Albie patted my hand. "Come on, Holly. What can go wrong?" He leaned over and grinned at me. "Besides, I'm into Bang Bang for ten big ones, and he says he'll cancel the debt if I can do this."

"Ten big what?" I yelped. "Albie, what've you done now?"

"So, I had a run of bad luck at blackjack." Albie shrugged. "It's not like he's gonna break my legs or anything. At least, I don't think so." He grinned at me sheepishly.

"Holl! Beware!" a voice cried in my ear. I looked around and saw no one there. A tingly little feeling, like small, cold fingers tapping on the back of my neck, warned me of what was coming, so I wasn't too terribly surprised when the ghost of Sam Wescott, my late and ex-husband, appeared on the barstool behind Albie's.

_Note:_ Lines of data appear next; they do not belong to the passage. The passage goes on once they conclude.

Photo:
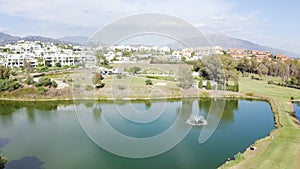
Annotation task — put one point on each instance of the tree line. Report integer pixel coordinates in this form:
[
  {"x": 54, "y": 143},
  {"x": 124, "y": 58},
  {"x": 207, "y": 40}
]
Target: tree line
[{"x": 223, "y": 68}]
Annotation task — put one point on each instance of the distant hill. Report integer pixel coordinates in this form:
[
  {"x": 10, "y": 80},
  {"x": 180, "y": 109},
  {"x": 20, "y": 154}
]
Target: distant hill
[
  {"x": 75, "y": 39},
  {"x": 216, "y": 40},
  {"x": 6, "y": 38},
  {"x": 41, "y": 39},
  {"x": 229, "y": 42}
]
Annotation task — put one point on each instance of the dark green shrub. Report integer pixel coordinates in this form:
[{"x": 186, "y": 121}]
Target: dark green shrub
[
  {"x": 44, "y": 81},
  {"x": 42, "y": 90},
  {"x": 89, "y": 87},
  {"x": 208, "y": 85},
  {"x": 29, "y": 81},
  {"x": 14, "y": 85},
  {"x": 148, "y": 82},
  {"x": 54, "y": 84},
  {"x": 200, "y": 84}
]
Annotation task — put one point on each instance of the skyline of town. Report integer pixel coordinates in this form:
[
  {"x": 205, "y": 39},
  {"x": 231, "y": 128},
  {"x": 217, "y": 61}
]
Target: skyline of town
[{"x": 262, "y": 22}]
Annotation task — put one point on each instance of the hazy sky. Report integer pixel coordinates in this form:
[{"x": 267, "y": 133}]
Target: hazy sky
[{"x": 268, "y": 22}]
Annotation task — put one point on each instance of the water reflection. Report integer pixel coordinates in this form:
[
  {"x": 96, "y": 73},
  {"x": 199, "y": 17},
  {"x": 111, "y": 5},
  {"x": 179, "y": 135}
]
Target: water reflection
[{"x": 25, "y": 163}]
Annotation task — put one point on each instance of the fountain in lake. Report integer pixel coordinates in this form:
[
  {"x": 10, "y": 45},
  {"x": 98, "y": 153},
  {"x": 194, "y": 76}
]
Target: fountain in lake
[{"x": 196, "y": 121}]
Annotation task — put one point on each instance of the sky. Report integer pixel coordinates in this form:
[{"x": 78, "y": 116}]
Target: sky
[{"x": 267, "y": 22}]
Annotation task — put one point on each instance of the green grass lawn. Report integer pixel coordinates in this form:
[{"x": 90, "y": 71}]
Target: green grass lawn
[{"x": 282, "y": 150}]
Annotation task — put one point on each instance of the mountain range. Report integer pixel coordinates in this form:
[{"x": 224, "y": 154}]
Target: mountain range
[{"x": 216, "y": 40}]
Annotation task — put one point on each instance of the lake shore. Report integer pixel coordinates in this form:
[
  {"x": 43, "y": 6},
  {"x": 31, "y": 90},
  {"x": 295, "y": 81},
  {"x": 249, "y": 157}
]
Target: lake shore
[{"x": 268, "y": 148}]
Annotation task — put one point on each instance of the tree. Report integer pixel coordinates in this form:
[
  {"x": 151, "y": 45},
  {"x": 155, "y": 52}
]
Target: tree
[
  {"x": 213, "y": 68},
  {"x": 185, "y": 77},
  {"x": 262, "y": 70},
  {"x": 236, "y": 86},
  {"x": 148, "y": 82},
  {"x": 253, "y": 67},
  {"x": 58, "y": 64},
  {"x": 97, "y": 78},
  {"x": 3, "y": 162},
  {"x": 134, "y": 70},
  {"x": 44, "y": 81},
  {"x": 54, "y": 84},
  {"x": 29, "y": 80},
  {"x": 229, "y": 67},
  {"x": 200, "y": 84},
  {"x": 27, "y": 67},
  {"x": 4, "y": 72},
  {"x": 208, "y": 85},
  {"x": 244, "y": 65}
]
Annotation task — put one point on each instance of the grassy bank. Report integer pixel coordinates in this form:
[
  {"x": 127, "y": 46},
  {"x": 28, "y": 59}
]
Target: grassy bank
[{"x": 282, "y": 148}]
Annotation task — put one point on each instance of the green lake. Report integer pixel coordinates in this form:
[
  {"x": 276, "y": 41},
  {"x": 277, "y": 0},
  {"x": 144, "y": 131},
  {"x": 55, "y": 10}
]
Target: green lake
[{"x": 52, "y": 135}]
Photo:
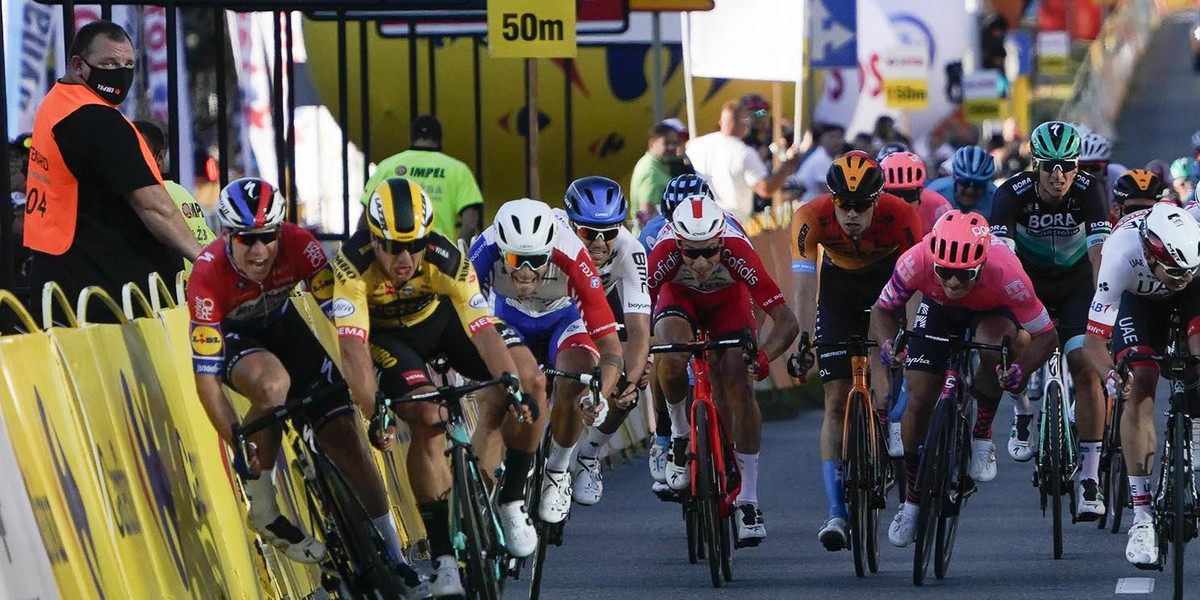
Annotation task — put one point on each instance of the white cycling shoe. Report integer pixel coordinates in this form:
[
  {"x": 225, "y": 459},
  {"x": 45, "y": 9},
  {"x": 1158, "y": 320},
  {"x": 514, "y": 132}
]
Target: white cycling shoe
[
  {"x": 658, "y": 463},
  {"x": 903, "y": 529},
  {"x": 520, "y": 537},
  {"x": 983, "y": 460},
  {"x": 288, "y": 539},
  {"x": 678, "y": 471},
  {"x": 556, "y": 497},
  {"x": 1141, "y": 550},
  {"x": 895, "y": 443},
  {"x": 588, "y": 485},
  {"x": 1021, "y": 441},
  {"x": 447, "y": 581}
]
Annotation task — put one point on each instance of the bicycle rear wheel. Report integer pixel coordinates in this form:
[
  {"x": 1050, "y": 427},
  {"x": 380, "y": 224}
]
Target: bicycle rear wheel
[
  {"x": 706, "y": 497},
  {"x": 856, "y": 483},
  {"x": 480, "y": 568},
  {"x": 931, "y": 480},
  {"x": 1054, "y": 445}
]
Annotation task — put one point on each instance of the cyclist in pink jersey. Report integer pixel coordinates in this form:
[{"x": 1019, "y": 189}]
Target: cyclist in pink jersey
[
  {"x": 904, "y": 175},
  {"x": 970, "y": 281}
]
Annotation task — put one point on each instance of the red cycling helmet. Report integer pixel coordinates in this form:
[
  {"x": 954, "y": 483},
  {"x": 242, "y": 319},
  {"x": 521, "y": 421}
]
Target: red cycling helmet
[
  {"x": 903, "y": 171},
  {"x": 960, "y": 240}
]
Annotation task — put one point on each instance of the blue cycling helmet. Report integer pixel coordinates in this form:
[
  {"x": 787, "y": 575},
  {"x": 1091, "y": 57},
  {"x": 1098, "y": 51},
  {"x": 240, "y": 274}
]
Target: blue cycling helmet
[
  {"x": 891, "y": 148},
  {"x": 973, "y": 163},
  {"x": 681, "y": 189},
  {"x": 595, "y": 201}
]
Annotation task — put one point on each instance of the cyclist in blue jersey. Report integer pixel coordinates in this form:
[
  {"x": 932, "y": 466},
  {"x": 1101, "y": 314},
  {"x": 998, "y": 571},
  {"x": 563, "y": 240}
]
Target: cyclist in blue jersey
[{"x": 970, "y": 187}]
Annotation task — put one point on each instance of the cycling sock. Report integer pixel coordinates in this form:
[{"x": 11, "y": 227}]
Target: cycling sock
[
  {"x": 1091, "y": 454},
  {"x": 748, "y": 465},
  {"x": 985, "y": 413},
  {"x": 436, "y": 516},
  {"x": 679, "y": 427},
  {"x": 911, "y": 463},
  {"x": 516, "y": 471},
  {"x": 263, "y": 507},
  {"x": 834, "y": 496},
  {"x": 1139, "y": 492},
  {"x": 387, "y": 527},
  {"x": 901, "y": 403},
  {"x": 559, "y": 457},
  {"x": 593, "y": 442},
  {"x": 663, "y": 423}
]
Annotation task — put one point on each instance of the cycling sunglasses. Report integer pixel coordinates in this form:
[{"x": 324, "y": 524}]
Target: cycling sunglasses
[
  {"x": 251, "y": 238},
  {"x": 964, "y": 275},
  {"x": 1050, "y": 166},
  {"x": 591, "y": 233},
  {"x": 531, "y": 261},
  {"x": 706, "y": 252},
  {"x": 858, "y": 205},
  {"x": 396, "y": 247}
]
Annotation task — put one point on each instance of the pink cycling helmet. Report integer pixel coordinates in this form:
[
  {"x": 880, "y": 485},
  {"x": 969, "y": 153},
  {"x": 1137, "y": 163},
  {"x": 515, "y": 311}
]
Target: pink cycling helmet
[
  {"x": 960, "y": 240},
  {"x": 903, "y": 171}
]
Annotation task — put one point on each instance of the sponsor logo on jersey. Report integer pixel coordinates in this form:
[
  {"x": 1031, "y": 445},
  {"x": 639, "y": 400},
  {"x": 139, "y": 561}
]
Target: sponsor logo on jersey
[
  {"x": 342, "y": 309},
  {"x": 205, "y": 341}
]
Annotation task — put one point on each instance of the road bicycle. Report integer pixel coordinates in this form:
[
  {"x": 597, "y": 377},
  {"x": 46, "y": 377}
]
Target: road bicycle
[
  {"x": 474, "y": 526},
  {"x": 1057, "y": 448},
  {"x": 715, "y": 480},
  {"x": 865, "y": 463},
  {"x": 550, "y": 534},
  {"x": 355, "y": 550},
  {"x": 942, "y": 475},
  {"x": 1176, "y": 507}
]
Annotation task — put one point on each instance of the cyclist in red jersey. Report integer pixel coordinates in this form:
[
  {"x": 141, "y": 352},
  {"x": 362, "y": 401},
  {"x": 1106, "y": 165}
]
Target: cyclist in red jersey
[
  {"x": 703, "y": 276},
  {"x": 246, "y": 334},
  {"x": 969, "y": 280}
]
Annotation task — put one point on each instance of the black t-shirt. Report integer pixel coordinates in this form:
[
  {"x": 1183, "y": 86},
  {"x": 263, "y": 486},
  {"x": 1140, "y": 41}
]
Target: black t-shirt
[{"x": 112, "y": 245}]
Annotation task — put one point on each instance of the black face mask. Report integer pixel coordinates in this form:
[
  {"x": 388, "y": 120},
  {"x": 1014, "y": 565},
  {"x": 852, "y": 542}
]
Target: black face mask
[{"x": 112, "y": 84}]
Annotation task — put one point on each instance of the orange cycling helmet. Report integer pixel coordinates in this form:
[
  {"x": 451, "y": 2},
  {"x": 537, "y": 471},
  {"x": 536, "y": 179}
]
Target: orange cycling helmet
[
  {"x": 960, "y": 240},
  {"x": 903, "y": 171}
]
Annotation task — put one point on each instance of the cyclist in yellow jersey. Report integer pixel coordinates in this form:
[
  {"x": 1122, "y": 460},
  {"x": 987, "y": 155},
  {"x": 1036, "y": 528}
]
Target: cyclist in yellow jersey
[{"x": 403, "y": 295}]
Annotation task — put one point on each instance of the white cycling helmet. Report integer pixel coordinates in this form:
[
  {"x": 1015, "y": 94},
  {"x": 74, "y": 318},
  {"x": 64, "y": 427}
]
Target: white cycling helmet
[
  {"x": 526, "y": 227},
  {"x": 699, "y": 219},
  {"x": 1095, "y": 148},
  {"x": 1170, "y": 235}
]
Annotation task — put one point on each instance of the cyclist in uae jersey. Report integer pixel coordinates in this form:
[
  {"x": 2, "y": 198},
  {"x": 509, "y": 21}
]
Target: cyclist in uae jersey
[
  {"x": 969, "y": 187},
  {"x": 1147, "y": 270},
  {"x": 904, "y": 177},
  {"x": 547, "y": 288},
  {"x": 595, "y": 210},
  {"x": 247, "y": 335},
  {"x": 1059, "y": 219},
  {"x": 403, "y": 297},
  {"x": 703, "y": 277},
  {"x": 863, "y": 231},
  {"x": 969, "y": 281}
]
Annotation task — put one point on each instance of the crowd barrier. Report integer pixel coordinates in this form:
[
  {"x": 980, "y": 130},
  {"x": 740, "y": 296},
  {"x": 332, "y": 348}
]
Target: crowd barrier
[{"x": 117, "y": 484}]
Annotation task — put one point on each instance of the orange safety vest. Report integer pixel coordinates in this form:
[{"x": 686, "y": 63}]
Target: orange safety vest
[{"x": 52, "y": 192}]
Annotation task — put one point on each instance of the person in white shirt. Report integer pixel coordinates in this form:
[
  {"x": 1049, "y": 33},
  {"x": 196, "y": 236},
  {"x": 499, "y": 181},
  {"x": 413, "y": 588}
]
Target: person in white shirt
[
  {"x": 814, "y": 169},
  {"x": 733, "y": 169}
]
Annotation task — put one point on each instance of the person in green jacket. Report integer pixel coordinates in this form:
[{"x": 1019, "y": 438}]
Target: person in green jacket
[
  {"x": 457, "y": 202},
  {"x": 193, "y": 215}
]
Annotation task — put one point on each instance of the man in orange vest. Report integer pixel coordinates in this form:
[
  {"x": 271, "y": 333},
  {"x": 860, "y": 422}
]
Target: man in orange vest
[{"x": 96, "y": 211}]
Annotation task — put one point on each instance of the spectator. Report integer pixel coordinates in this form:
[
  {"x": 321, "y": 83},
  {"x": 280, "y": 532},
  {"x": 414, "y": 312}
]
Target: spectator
[
  {"x": 811, "y": 175},
  {"x": 96, "y": 209},
  {"x": 733, "y": 168},
  {"x": 654, "y": 169},
  {"x": 187, "y": 205},
  {"x": 448, "y": 181}
]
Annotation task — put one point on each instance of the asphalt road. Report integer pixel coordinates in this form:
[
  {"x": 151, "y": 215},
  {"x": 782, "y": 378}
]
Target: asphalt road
[{"x": 631, "y": 545}]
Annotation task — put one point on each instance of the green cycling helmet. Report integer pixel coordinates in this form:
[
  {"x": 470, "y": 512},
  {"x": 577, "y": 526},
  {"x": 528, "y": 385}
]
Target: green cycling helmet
[
  {"x": 1181, "y": 168},
  {"x": 1055, "y": 141}
]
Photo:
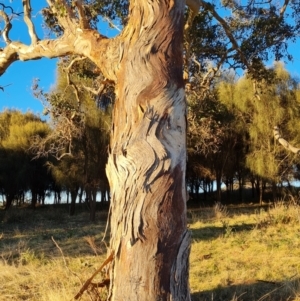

Oh, great. Just what I needed, I thought.

"Who let him in?" Sam asked, glowering at Albie. But, of course, only I heard, and I was trying to ignore him.

Sam haunts me, but it's a long story. Of course, only a few others can see or hear him, which makes it even more interesting. For him anyway. For me he's a general pest who seems to appear in my life at the least opportune moments.

"Don't do it," Sam pleaded, glowing like a nuclear reactor in his angst. "Please, Hollis, don't do this. You know what Albie's like!"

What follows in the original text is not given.